Марек внимательно слушал, не перебивая меня ни словом и даже не улыбаясь, немного снисходительно, немного насмешливо, как это он обычно делал. Я продолжала:
— Теперь вот еще комод. Почему этой мебели придается такое значение, почему капитан велел мне бегать по мебельным магазинам и столярным мастерским в поисках именно комода? Но даже не это самое странное. Больше всего меня удивляет другое… Я не докончила, искоса глянув на невозмутимое лицо любимого человека. Тот счел нужным отозваться:
— Что же кажется тебе самым странным?
— То, что мне разрешили догадываться обо всем. И не просто разрешили, а прямо-таки всячески поощряли — дедуцируй, мол, на здоровье.

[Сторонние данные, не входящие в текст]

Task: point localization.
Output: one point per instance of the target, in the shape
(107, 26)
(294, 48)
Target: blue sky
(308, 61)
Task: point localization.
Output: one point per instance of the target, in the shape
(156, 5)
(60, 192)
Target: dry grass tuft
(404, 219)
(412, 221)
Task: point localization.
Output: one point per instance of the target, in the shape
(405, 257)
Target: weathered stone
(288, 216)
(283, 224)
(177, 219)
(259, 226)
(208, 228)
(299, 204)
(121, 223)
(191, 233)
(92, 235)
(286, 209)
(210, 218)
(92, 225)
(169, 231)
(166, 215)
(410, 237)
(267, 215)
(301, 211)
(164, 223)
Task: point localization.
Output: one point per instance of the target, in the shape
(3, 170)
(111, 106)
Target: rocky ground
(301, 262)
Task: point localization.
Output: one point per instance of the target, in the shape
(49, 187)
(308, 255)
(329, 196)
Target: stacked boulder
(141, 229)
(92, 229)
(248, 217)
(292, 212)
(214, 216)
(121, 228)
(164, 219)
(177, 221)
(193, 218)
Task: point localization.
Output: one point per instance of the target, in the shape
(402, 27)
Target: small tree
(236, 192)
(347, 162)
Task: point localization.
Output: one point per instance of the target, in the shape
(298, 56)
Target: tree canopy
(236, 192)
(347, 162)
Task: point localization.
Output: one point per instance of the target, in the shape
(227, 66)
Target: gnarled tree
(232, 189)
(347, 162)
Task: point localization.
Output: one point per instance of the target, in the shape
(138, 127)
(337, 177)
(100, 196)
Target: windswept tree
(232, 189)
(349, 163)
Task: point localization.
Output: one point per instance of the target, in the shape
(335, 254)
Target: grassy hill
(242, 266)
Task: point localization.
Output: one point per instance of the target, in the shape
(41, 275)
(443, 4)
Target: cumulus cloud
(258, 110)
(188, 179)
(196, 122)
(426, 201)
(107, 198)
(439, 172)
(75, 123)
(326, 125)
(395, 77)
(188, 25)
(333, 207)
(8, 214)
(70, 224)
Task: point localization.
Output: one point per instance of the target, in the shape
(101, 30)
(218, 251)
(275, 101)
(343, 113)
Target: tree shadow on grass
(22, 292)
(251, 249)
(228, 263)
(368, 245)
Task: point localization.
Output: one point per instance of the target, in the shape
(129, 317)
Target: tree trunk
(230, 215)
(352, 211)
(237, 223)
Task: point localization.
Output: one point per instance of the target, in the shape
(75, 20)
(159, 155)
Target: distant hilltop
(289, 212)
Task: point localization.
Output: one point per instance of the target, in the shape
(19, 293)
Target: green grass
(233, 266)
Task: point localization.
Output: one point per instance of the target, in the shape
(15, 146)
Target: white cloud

Ведь догадки я строю не только на основе личных наблюдений, некоторые сведения мне подкинули мои милицейские друзья, а им строго запрещено посвящать в свои служебные тайны посторонних лиц. Полковник не слепой, он прекрасно видел, что я о многом догадываюсь, и это его не встревожило. Меня оставили на свободе, а сажают и за меньшие прегрешения. Значит, им выгодно было предоставить мне свободу действий. Не такой полковник человек, чтобы из личной симпатии пренебречь своим служебным долгом. Значит, они преследовали определенную цель. И, кажется, я догадываюсь, какую именно…
— Какую же?
— Шеф и в самом деле существует, его не поймали, хотят поймать с моей помощью. И этот шеф — ты!
Марек не отреагировал на инсинуации, предоставляя мне полную возможность высказаться. И я воспользовалась этой возможностью.
— Они знают, что мы с тобой… В общем, знают, что я выложу тебе все мои соображения. И надеются, это тебя встревожит и ты допустишь какую-нибудь ошибку. Так всегда поступают, когда имеют дело с особо хитрыми и опасными преступниками, я читала. Если он такой умный, что против него нет никаких улик, единственная возможность доказать его вину — поймать с поличным. И вот когда ты сделаешь эту ошибку…
— Какую, например?
— Например, убьешь меня. Не знаю, где мы сейчас находимся, но место самое подходящее. Не понятно только, почему я тебя совсем не боюсь. А ты знаешь, где мы?
— Кажется, на Садыбе. Вот ворота, через которые въезжают на садовые участки. Вроде никого нет, можем спокойно въехать.
Я развернулась, задом въехала в ворота и остановила машину в зарослях какого-то бурьяна.
Марек слушал мои хаотичные рассуждения серьезно, без издевки, возможно усматривая в них симптом столь желанного для него процесса мышления. У меня до сих пор звучат в ушах «А ты сама как думаешь?… А ты подумай». Доволен, что заставил меня думать?
— Одного я никак не могу понять, — продолжала я, перескакивая с одного предмета рассуждений на другой. — Как могла попасться на их удочку таможня? Только вдребадан пьяные таможенники могли не обратить внимания на кошмарного рыцаря и жуткую надгробную деву. Такое не забывается!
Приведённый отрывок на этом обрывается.